The expression of white tissue varies widely, and is considered dependent on cultivar and environmental conditions. It is sometimes attributed to gray wall. Potassium deficiency and high temperatures are believed to aggravate the problem.

Solar yellowing (also called yellow shoulder, yellow top and persistent green shoulder)

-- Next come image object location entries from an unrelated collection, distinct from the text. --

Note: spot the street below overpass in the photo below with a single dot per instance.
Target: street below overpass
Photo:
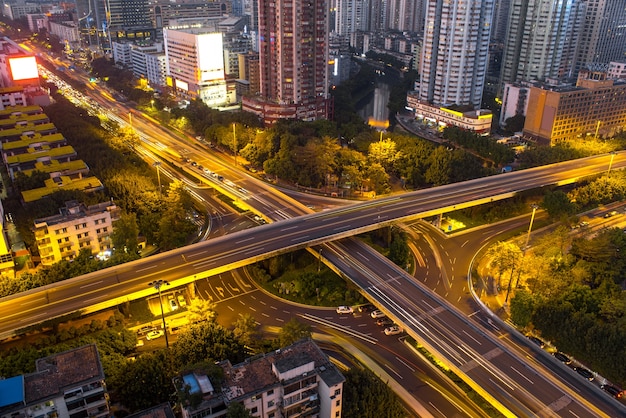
(502, 377)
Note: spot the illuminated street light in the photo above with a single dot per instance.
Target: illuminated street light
(157, 284)
(608, 172)
(157, 164)
(530, 227)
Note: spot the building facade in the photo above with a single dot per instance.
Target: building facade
(298, 380)
(455, 52)
(62, 236)
(195, 63)
(293, 61)
(65, 385)
(595, 107)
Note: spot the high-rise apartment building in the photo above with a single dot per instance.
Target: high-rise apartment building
(603, 33)
(455, 52)
(293, 61)
(540, 38)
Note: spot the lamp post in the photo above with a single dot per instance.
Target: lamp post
(608, 172)
(530, 227)
(235, 143)
(157, 164)
(319, 261)
(158, 284)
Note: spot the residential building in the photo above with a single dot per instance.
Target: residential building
(65, 385)
(453, 64)
(293, 61)
(298, 380)
(514, 101)
(61, 237)
(596, 107)
(455, 52)
(617, 70)
(195, 62)
(541, 40)
(602, 33)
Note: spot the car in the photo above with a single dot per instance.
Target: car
(377, 314)
(613, 391)
(384, 322)
(561, 357)
(584, 373)
(393, 330)
(366, 308)
(344, 309)
(537, 341)
(153, 335)
(145, 330)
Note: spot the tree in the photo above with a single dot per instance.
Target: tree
(200, 310)
(366, 396)
(237, 410)
(206, 341)
(125, 233)
(246, 329)
(293, 331)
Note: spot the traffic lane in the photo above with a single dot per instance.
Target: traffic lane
(447, 333)
(414, 373)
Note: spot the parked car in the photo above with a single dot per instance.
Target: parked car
(377, 314)
(613, 391)
(344, 309)
(153, 335)
(366, 308)
(536, 340)
(561, 357)
(393, 330)
(384, 322)
(145, 330)
(584, 373)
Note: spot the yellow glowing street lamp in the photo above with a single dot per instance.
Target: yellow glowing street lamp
(530, 227)
(158, 284)
(608, 172)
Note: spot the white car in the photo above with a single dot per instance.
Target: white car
(377, 314)
(344, 309)
(153, 335)
(393, 330)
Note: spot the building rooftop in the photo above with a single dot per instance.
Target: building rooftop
(62, 371)
(11, 391)
(255, 374)
(160, 411)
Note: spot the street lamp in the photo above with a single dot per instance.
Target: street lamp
(530, 227)
(608, 172)
(157, 284)
(319, 261)
(157, 164)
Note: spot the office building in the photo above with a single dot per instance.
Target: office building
(195, 63)
(293, 61)
(63, 236)
(455, 52)
(65, 385)
(595, 107)
(294, 381)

This problem occurs most commonly on fruit ripening in late May and June when days are longest, sunlight is most intense, and temperatures exceed 85 F. Under such conditions, lycopene (the red pigment in tomato) fails to develop normally in some varieties, leaving only the carotene (yellow) pigment to show at the shoulder or, with green-shoulder type tomatoes, where the dark green portion was. Even with temperatures under 85 F the surface temperature of exposed fruit, especially those with dark green shoulders can become high enough to inhibit normal red color development. In other parts of the day or night, when temperatures do not exceed 85 F some red color may develop, resulting in an orange rather than a yellow abnormality. To reduce this problem, choose uniform-ripening varieties and protect fruit surfaces from short-wave solar radiation by choosing varieties having good fruit cover or, by the use of non-phytotoxic white wash applied when fruit are at the mature-green stage. The white wash will have to be removed before the fruit is marketed.

Sunscald

Mature green and tomatoes just turning red are most susceptible. Fruit develops white necrotic tissue surrounded by a yellow halo. The area may be sunken and wrinkled. Damage is confined mainly to the upper portion of the fruit, and is seen where fruit that has been covered by leaves is suddenly exposed to light. The area can later be covered by a black fungus when the rest of the fruit turns red.

Roughness and scars

Varieties differ in susceptibility. associated with large fruit. Particularly severe when young plants are exposed to cool temperatures, and night temperatures below 50 F when flower clusters are differentiating.

Fruit Cracks

Varieties differ in susceptibility. Promoted by fluctuations in soil moisture and temperature. Often seen when varieties developed for hot, arid climates are subjected to humid, wet conditions. Cracks may be radial or concentric.